I thanked her profusely, especially for taking the time to come and share her story. That evening, I talked with my husband about how to address this with our son, who had just turned 6. In a way, we had already started — we had told him as soon as we confirmed the diagnosis, and what it would mean. My husband and I were planning to trade off staying overnight with our daughter in the hospital, so that the other one was at home with our son. We had brought him him to the hospital that day, which had a wonderful play center, and were including him in all discussions he cared to be part of. We also made sure that we assured him that he was not to blame (because small children are self-centered and worry about this, no matter how inappropriately from an adult perspective).
Once our daughter returned home, we vowed to continue to be conscious of how what we were treating the two of them, and how her diabetes might impact our son. Initially, we included him in everything, while not asking him to help when he did not volunteer — we did not want to create resentment. We focused on ensuring he had his own activities, made sure one of us was spending time with him whenever possible, and took him on two special week-long trips — one when he was 7 years old, and one when he was 8 — specifically, we told him, so one of us could spend alone-time with him.
As they both grew, and our daughter’s care became increasingly under her own control, and we stopped thinking so intensely about the issue. Through a combination of vigilance and luck, our daughter was never hospitalized again for her diabetes during the rest of her childhood, but if something serious had happened, I feel certain we would have also snapped back into the mode of putting additional special focus on our son.
I recently asked our son, now an adult, if he felt ignored or excluded because of his sister’s diabetes, and he responded: perhaps a little, perhaps a few times, but not in any important way.

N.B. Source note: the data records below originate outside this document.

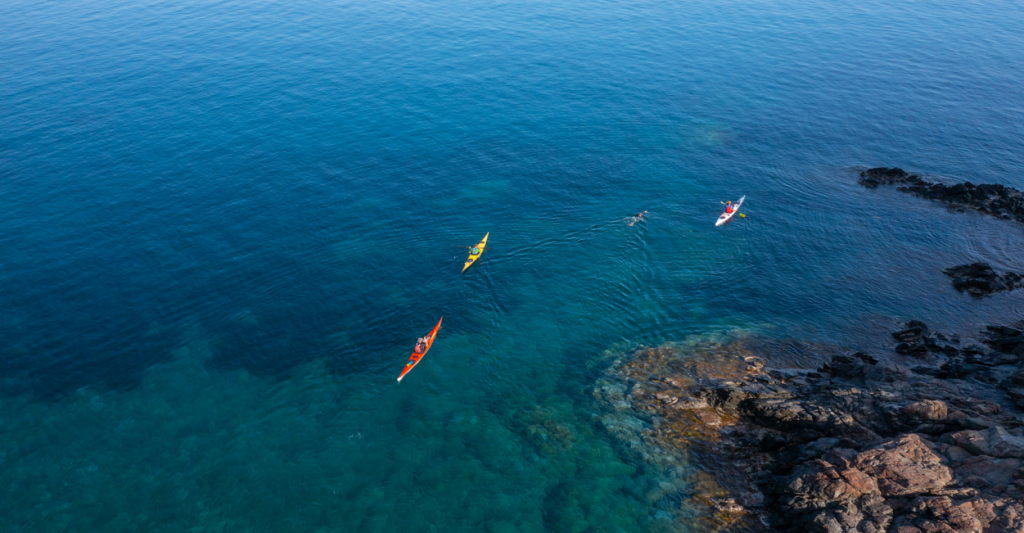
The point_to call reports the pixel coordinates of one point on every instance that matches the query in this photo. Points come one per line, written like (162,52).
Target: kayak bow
(415,359)
(472,259)
(726,216)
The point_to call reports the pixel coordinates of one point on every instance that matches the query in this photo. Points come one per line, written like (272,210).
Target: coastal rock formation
(990,198)
(980,279)
(852,446)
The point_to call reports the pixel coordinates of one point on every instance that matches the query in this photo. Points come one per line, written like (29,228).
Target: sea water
(223,224)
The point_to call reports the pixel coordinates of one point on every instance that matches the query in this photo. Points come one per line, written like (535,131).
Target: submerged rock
(989,198)
(980,279)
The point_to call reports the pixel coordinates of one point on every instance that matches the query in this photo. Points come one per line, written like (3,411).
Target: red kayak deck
(415,359)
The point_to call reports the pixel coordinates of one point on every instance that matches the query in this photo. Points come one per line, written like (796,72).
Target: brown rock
(904,467)
(995,442)
(992,471)
(928,410)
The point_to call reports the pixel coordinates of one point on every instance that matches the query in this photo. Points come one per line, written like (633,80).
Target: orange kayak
(415,359)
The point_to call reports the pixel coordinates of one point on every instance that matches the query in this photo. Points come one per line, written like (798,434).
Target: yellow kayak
(479,252)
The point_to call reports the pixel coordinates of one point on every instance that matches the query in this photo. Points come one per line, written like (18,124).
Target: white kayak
(726,216)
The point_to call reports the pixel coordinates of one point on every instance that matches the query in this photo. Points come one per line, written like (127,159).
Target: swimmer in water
(637,218)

To the extent that this is true, we thank my unexpected visitor, with her thoughtful gifts, those many years ago. I’m sure many parents aren’t as fortunate to get this sage advice early on, and don’t realize what an impact one child’s diabetes can have on a sibling’s childhood.

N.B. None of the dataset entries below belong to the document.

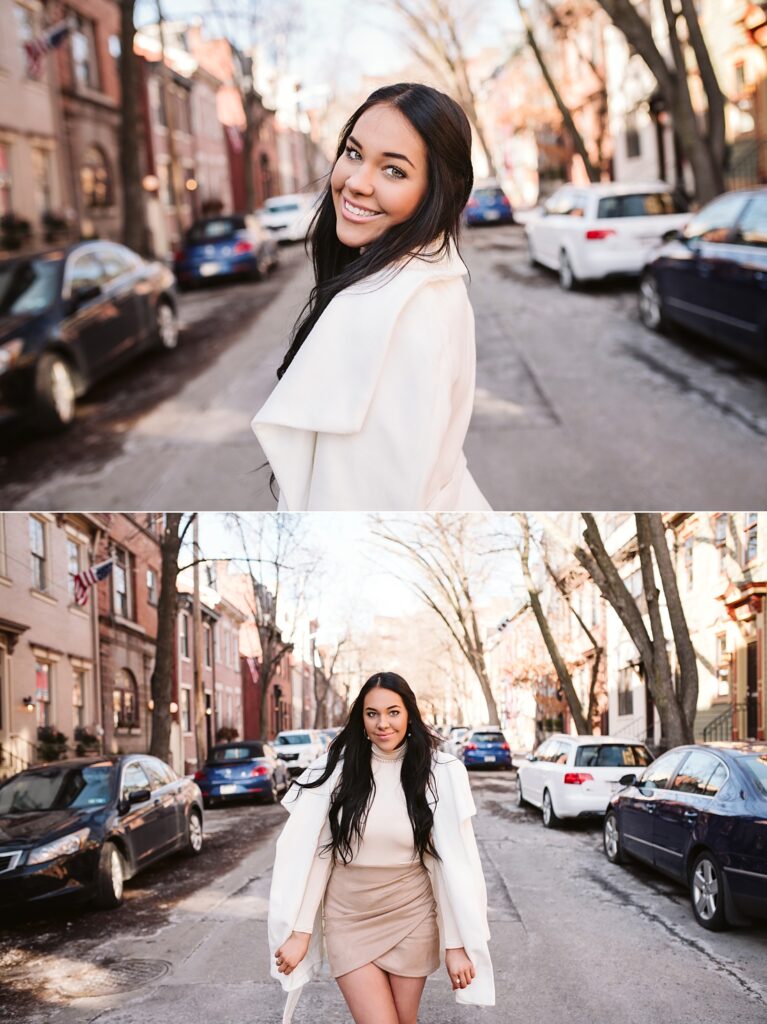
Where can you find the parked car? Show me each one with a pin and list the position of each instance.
(488, 204)
(242, 768)
(712, 275)
(231, 246)
(71, 315)
(574, 776)
(288, 217)
(588, 232)
(698, 814)
(485, 749)
(298, 748)
(80, 828)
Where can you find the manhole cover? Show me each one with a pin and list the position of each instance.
(105, 977)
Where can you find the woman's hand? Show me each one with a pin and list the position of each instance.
(460, 968)
(290, 954)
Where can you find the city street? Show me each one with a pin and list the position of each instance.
(573, 938)
(578, 404)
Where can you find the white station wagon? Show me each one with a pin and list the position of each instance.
(587, 232)
(572, 776)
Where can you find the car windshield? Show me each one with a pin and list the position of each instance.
(639, 205)
(57, 788)
(209, 230)
(28, 287)
(756, 766)
(612, 756)
(236, 753)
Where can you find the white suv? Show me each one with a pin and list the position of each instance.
(571, 776)
(591, 231)
(298, 748)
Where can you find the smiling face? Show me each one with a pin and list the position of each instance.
(385, 718)
(380, 178)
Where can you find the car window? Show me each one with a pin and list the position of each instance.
(696, 773)
(134, 778)
(638, 205)
(752, 229)
(612, 756)
(716, 221)
(658, 773)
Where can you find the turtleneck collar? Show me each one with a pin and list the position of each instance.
(395, 755)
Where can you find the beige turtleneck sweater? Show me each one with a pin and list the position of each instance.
(387, 841)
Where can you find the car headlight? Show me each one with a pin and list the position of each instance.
(9, 352)
(59, 847)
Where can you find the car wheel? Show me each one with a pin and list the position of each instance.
(650, 303)
(707, 892)
(110, 878)
(194, 844)
(613, 850)
(55, 391)
(567, 279)
(550, 818)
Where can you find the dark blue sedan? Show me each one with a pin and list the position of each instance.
(485, 749)
(712, 276)
(233, 246)
(698, 814)
(242, 768)
(488, 205)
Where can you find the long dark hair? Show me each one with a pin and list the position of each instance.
(351, 796)
(446, 135)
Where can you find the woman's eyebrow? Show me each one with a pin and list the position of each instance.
(393, 156)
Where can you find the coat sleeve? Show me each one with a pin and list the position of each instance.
(408, 448)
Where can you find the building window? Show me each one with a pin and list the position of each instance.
(78, 698)
(152, 591)
(723, 666)
(121, 589)
(626, 690)
(185, 710)
(74, 565)
(84, 56)
(751, 539)
(125, 700)
(38, 552)
(42, 692)
(95, 180)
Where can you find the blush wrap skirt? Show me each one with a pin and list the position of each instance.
(382, 915)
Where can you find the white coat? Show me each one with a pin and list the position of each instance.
(373, 411)
(457, 878)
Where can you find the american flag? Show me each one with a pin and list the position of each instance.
(89, 578)
(38, 46)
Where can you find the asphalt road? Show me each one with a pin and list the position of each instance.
(578, 404)
(573, 938)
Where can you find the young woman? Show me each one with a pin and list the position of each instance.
(378, 863)
(376, 391)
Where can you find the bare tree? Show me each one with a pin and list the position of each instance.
(443, 551)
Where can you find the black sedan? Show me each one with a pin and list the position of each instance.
(698, 814)
(242, 768)
(80, 828)
(70, 316)
(712, 276)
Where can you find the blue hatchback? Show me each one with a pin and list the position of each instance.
(485, 749)
(698, 814)
(242, 768)
(488, 205)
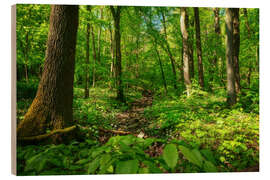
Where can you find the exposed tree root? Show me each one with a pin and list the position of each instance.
(47, 135)
(115, 131)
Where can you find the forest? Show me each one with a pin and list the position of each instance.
(136, 89)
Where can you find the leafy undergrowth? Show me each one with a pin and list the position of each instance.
(204, 121)
(184, 134)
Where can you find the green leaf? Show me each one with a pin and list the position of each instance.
(209, 167)
(127, 167)
(37, 163)
(110, 169)
(105, 162)
(192, 156)
(82, 161)
(208, 155)
(93, 166)
(143, 170)
(170, 155)
(152, 167)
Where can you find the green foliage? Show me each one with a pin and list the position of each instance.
(26, 90)
(198, 133)
(170, 155)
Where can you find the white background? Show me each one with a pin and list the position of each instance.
(5, 85)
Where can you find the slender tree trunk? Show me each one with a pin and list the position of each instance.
(99, 37)
(137, 57)
(112, 54)
(247, 24)
(168, 50)
(161, 68)
(190, 44)
(26, 56)
(236, 46)
(198, 45)
(86, 88)
(231, 99)
(185, 49)
(94, 54)
(52, 106)
(217, 41)
(117, 38)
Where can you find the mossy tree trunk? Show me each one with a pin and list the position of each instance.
(52, 107)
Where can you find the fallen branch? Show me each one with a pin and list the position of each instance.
(47, 135)
(114, 131)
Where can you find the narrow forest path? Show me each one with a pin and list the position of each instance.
(133, 119)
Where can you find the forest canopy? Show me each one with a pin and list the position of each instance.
(123, 89)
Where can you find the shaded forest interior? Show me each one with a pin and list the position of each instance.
(122, 89)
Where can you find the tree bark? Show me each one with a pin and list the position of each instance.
(26, 56)
(86, 88)
(185, 49)
(247, 24)
(236, 46)
(52, 106)
(231, 94)
(117, 38)
(190, 44)
(112, 54)
(168, 49)
(217, 42)
(198, 45)
(161, 68)
(99, 37)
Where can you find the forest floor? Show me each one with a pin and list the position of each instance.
(201, 122)
(133, 119)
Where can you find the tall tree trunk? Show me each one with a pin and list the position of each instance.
(99, 37)
(190, 44)
(117, 38)
(161, 68)
(231, 94)
(185, 49)
(26, 56)
(217, 42)
(137, 57)
(168, 49)
(236, 46)
(247, 24)
(198, 45)
(86, 88)
(52, 106)
(112, 54)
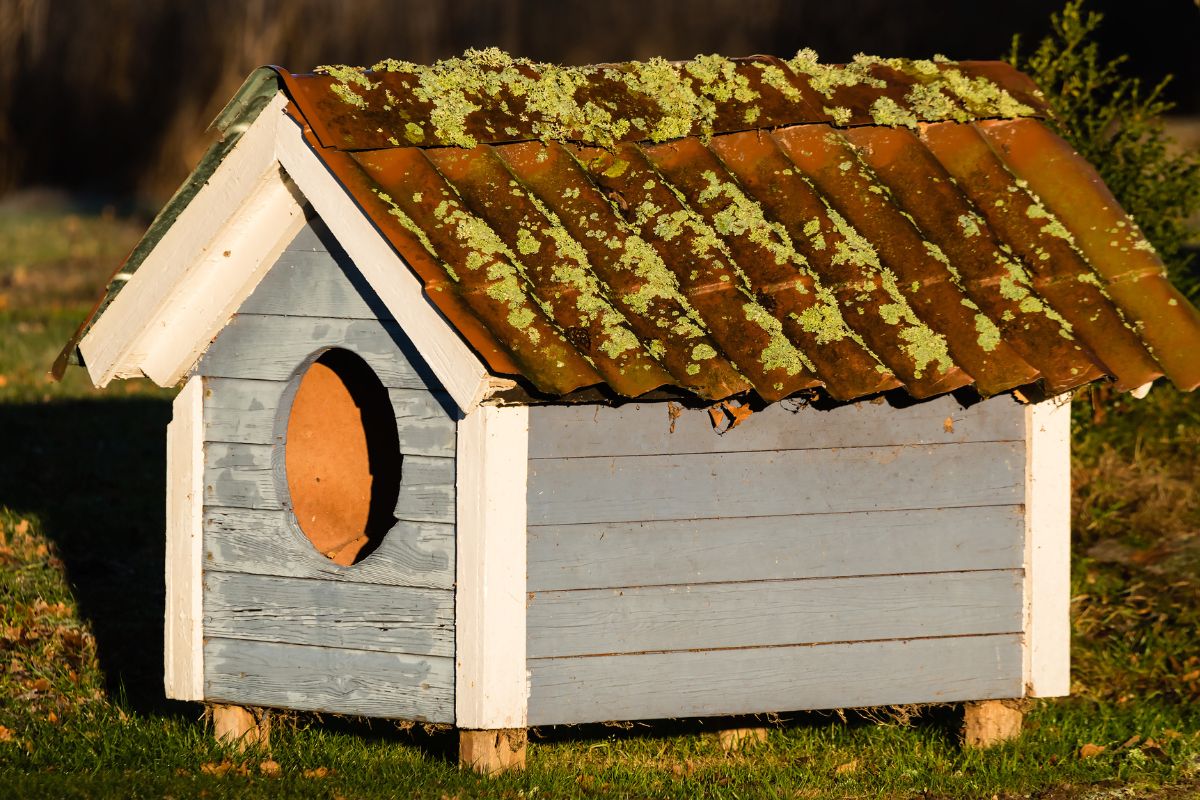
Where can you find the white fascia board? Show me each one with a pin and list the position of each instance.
(183, 631)
(451, 360)
(491, 683)
(1048, 548)
(203, 268)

Thank you, Karen. I’ve often wondered what it was like for the ‘others’ in the family. Anyone out there grow up with a diabetic sibling? If so, did you feel invisible?

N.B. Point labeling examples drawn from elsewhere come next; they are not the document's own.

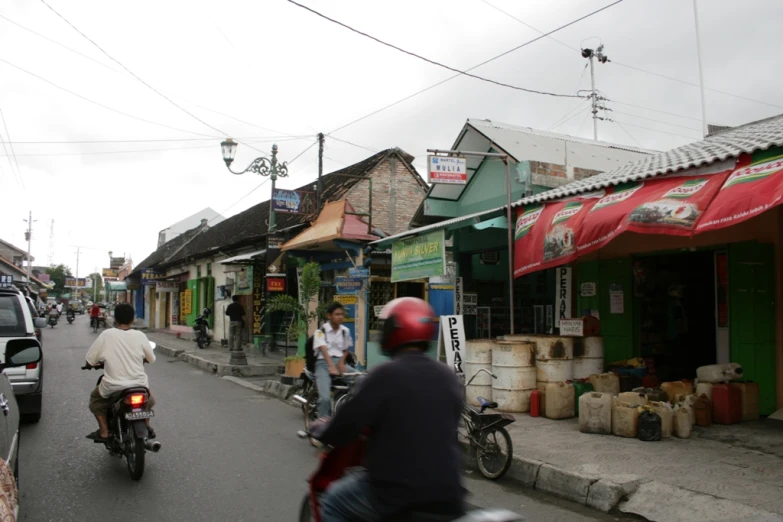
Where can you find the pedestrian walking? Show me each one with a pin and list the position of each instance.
(235, 313)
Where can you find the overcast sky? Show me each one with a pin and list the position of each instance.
(288, 74)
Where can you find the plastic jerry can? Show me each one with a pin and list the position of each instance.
(559, 400)
(715, 373)
(625, 420)
(664, 411)
(535, 403)
(750, 399)
(605, 383)
(649, 426)
(580, 388)
(675, 388)
(703, 410)
(595, 413)
(726, 404)
(682, 422)
(633, 398)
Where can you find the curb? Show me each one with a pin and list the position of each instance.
(251, 370)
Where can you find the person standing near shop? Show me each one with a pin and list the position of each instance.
(235, 313)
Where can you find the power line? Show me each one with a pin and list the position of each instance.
(389, 106)
(428, 60)
(100, 104)
(685, 82)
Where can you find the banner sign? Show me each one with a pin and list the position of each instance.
(348, 285)
(150, 276)
(448, 170)
(293, 201)
(419, 257)
(275, 284)
(755, 186)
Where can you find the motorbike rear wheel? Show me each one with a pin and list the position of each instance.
(135, 454)
(492, 460)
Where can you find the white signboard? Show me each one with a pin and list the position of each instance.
(452, 336)
(448, 170)
(563, 294)
(458, 303)
(470, 303)
(571, 327)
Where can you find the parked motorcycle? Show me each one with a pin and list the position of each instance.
(487, 434)
(127, 426)
(332, 466)
(201, 328)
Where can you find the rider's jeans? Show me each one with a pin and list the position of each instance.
(350, 499)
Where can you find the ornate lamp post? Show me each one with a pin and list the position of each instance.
(262, 166)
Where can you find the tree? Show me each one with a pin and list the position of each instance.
(310, 284)
(57, 274)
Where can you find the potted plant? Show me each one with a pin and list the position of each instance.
(294, 366)
(305, 313)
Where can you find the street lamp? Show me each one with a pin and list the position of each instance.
(262, 166)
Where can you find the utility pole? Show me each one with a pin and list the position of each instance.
(320, 170)
(591, 54)
(705, 127)
(29, 236)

I think about this often. Clearly my daughter’s diagnosis has made my other three children more empathetic. They bicker like most siblings but a diabetes issue has them all stepping up. I do worry, though, because of the required lag time between sassiness and discipline to allow for testing. I am looking for someone to needlepoint a pillow “You BETTER be low!” The siblings don’t get that lag and notice it. Intellectually they understand but still feel like she gets special treatment or they are judged more harshly.
I definitely had the same experience but in the context of a sibling with a cognitive disability (D0wn syndrome). It has taken me a loooong time to get over a lot of the resentment, and it shaped me possibly more than any other factor as I was growing up. My parents never explained a lot of what was going on and it’s only now that I’m an adult (theoretically, at least) that I’ve gotten the full scoop of what his disability means.
I grew up with my older sister having diabetes. She was six years older than me and was 10 when she was diagnosed. My mom gave her a kidney at 14. I felt ignored most of my life as my parents were consumed with her illness. I don’t blame them because I realize that they did the best they could with what they knew at the time. But, I did harbor a lot of resentment most of my life. I am an adult now. It took my sister’s death at 28 for me to realize how sick she really was. My parents kept me protected from it a lot of times.
I do agree that thinking of your other kids from the offset and making a concerted effort to spend time with them (MOM and DAD) that it can prevent emotional problems down the road.